The most obvious answer is that my husband works for a bank and it was also my first career. Although, both of us work/worked on the other side of the 'Chinese Wall', through which knowledge and information on these deals does (should!) not pass. [ Note: If this sounds like I am being defensive, I am]. In those early, heady, days Goldman was the pinnacle of a banker's career. If you could make it there, you could make it anywhere. Goldman had a reputation, an aura, like it was almost tinged in gold...on a pedestal. But, like, anything, what goes up must come down. When I read the SEC's case last Friday afternoon, the first words that came to mind were 'Those slimey expletives!'. Like the rest of the world, I felt a sense of revulsion and anger. How could anybody think they could get away with it? But in the next heartbeat, I feel a sense of fear rising up...What if other banks were doing the same thing? What if the SEC doesn't stop at Goldman and digs into the books of all the other banks?
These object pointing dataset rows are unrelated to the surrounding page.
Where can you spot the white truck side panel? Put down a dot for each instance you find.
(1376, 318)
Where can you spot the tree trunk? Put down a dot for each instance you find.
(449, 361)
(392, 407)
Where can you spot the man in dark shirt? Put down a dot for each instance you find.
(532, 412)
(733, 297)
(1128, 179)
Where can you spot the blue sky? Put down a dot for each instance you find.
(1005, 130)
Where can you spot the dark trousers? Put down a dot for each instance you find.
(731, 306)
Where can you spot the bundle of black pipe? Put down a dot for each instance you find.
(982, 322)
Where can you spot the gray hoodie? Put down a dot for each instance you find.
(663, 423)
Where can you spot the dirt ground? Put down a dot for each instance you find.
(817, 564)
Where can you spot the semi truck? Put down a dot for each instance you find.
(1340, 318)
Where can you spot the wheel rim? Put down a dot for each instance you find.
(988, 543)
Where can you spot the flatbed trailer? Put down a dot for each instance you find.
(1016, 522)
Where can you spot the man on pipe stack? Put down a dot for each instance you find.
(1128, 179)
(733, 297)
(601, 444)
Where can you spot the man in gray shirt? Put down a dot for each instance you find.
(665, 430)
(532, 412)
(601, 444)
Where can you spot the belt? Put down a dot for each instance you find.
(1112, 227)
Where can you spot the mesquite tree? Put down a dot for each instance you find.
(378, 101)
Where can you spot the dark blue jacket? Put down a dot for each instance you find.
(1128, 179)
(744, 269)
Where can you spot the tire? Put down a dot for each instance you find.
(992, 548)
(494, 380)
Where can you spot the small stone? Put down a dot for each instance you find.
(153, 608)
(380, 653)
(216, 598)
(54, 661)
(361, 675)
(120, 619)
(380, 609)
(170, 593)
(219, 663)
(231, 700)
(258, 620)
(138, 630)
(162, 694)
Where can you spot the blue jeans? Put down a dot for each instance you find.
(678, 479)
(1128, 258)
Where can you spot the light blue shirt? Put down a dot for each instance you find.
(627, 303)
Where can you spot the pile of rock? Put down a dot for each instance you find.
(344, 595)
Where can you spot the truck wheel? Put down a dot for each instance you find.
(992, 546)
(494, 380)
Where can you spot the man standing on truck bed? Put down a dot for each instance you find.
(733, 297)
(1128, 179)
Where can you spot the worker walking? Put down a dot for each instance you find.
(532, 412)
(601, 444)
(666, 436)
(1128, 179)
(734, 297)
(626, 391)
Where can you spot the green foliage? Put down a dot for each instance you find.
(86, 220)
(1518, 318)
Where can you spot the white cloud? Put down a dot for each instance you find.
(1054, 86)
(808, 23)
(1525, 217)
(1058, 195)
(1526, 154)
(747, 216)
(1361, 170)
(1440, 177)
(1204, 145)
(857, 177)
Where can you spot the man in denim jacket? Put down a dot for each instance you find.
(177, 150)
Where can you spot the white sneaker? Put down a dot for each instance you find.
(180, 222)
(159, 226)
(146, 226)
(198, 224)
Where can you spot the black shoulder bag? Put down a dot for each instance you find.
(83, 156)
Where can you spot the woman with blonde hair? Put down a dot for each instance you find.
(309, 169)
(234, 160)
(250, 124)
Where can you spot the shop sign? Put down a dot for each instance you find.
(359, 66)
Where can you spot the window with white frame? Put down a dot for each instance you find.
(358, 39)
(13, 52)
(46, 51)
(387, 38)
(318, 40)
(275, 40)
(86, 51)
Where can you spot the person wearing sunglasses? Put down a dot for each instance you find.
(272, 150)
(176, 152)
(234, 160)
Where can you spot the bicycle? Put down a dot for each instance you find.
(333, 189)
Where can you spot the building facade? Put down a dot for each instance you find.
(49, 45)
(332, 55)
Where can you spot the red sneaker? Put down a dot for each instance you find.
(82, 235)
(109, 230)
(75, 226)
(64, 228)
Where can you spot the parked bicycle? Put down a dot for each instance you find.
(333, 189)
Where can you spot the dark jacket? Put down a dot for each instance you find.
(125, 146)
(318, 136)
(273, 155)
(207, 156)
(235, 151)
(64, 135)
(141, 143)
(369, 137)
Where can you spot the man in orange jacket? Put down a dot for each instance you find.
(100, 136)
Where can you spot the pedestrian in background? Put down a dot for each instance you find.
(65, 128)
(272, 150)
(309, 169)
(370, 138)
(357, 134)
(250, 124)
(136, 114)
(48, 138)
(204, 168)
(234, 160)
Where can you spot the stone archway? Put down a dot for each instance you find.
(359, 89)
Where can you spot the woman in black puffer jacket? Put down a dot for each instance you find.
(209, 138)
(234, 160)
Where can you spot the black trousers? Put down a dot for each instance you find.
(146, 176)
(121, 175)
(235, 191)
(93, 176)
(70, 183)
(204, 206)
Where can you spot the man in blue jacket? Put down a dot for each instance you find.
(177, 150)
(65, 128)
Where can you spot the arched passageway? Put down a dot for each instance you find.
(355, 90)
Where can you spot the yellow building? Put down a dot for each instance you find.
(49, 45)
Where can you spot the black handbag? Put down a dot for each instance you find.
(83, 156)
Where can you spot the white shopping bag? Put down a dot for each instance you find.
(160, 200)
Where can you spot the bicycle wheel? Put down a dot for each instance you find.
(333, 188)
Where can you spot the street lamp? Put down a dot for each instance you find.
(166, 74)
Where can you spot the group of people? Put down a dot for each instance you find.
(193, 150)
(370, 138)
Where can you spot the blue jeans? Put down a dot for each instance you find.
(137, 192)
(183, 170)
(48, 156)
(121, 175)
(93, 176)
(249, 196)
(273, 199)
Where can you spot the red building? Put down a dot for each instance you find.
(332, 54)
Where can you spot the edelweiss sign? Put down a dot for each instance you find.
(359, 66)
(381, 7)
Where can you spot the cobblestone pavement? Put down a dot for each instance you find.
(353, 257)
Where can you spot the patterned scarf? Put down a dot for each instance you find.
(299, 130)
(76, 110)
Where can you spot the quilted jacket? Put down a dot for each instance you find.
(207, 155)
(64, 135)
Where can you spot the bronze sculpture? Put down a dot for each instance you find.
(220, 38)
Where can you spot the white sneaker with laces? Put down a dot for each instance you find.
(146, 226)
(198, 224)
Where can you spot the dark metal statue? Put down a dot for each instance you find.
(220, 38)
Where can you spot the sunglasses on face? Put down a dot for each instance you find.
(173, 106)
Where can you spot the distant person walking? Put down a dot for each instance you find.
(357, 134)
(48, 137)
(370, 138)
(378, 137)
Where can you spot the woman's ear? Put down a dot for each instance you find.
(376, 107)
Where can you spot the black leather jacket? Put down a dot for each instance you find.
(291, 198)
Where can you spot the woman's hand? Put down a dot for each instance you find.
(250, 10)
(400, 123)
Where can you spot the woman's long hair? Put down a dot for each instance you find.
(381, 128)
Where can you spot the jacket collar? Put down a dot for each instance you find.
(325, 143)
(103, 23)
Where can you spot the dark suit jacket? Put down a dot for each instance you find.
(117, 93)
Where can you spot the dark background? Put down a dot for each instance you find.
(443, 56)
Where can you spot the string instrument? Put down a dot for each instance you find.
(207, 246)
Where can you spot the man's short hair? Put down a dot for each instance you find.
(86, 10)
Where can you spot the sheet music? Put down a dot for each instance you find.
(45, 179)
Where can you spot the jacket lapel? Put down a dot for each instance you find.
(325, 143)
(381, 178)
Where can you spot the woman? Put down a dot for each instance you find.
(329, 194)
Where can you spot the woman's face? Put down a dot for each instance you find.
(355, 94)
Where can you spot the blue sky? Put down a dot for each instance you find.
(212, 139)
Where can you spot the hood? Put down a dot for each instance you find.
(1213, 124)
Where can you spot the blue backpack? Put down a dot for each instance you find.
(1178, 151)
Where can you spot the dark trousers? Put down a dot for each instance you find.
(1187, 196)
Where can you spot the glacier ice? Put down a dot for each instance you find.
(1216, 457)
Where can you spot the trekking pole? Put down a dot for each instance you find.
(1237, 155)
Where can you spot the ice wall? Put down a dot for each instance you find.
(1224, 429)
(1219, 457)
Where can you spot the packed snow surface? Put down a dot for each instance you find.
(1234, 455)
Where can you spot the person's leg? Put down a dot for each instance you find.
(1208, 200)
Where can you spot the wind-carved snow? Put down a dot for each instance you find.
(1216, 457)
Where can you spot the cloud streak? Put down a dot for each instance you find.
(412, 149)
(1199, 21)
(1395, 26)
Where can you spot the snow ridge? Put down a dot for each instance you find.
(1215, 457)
What if this is the last apple to topple the apple cart? The simple truth is that if the apple cart tips over, our life in Manhattan could be over. And, well, regular readers will know that is going to be upsetting for all of us. Unlike some CDO traders, who are probably still enjoying the benefits of their windfall, we came to Manhattan on a wing and a prayer. If it all goes south, there is no underwriter waiting to keep things as they are . Not to mention the fact that we would have to leave the country within 30 days, according to the terms of our visa. Pretty scary stuff.

So, taking the issue at arms length, I agree with President Obama. The system should be fair, it should be regulated, greed should be replaced by the core banking values of creating wealth and opportunities for industry and business. As the New York Times said, Wall Street was originally created to provide leverage for the building of railroads, factories, jobs. That is not to say there is no place for derivative trading. If people want to gamble, play the game of 'who holds the hot potato last, gets burnt', then fine. It isn't even a problem, in Goldman's case, that they were wearing heat protective gloves, in the form of insurance like swaps, during the game. It is sensible business practice to hedge your positions. We all take insurance out on our mortgages. It is the fact that they had invented a new game, a bit like 'Musical Chairs'. According to the SEC, they set up the chairs, got someone else to choose the music, and then as the game started they pulled away all the chairs at once, plonked their well fed backsides in the only remaining chair and left their clients sitting in the side of the room, with no party prize.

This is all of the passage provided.